Si Israël maintient, en effet, un effroyable blocus humanitaire et affame le peuple palestinien, limitant le nombre de camions autorisés à pénétrer dans l’enclave et encourageant les opérations de blocage entreprises par plusieurs collectifs de colons, les propositions de Biden n’ont rien de charitable. Elles témoignent à la fois de la faillite de la diplomatie étatsunienne en même temps que de la crise du camp démocrate à l’orée des élections. Comme le note Michael Fakhri, rapporteur spécial sur le droit à l’alimentation de l’ONU, la construction du port vise à répondre au mécontentement de l’électorat de Biden : « Cela s’adresse à un public national. Ce qui me donne de l’espoir, c’est la mobilisation croissante dans le monde entier, mais surtout aux Etat-Unis, de personnes qui exigent un cessez-le-feu ».

Le revirement étatsunien, en dépit de son cynisme, témoigne ainsi de la force qu’exercent les mobilisations populaires en solidarité avec la Palestine sur les gouvernements impérialistes.
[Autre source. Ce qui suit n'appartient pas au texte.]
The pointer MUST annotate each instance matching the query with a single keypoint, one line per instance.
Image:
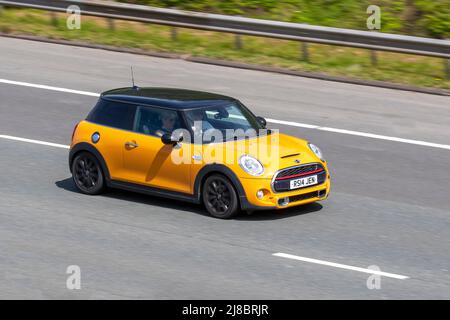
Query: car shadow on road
(68, 185)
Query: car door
(150, 162)
(110, 120)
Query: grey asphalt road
(389, 205)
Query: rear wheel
(219, 197)
(87, 174)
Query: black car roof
(166, 97)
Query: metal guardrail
(248, 26)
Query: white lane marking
(51, 144)
(40, 86)
(339, 265)
(287, 123)
(293, 124)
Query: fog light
(283, 201)
(260, 194)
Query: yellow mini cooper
(193, 146)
Alors que plus d’un million de Palestiniens, exilés par les bombardements et l’invasion terrestre de l’enclave, ont trouvé refuge à Rafah et que la famine s’abat sur la population gazaouie, il est plus urgent que jamais de consolider la mobilisation pour la Palestine et de briser, en France et ailleurs, les genoux de notre impérialisme : l’ouverture d’un deuxième front, au cœur des métropoles occidentales, sera un appui essentiel pour la lutte du peuple palestinien et jouera un rôle décisif dans sa victoire.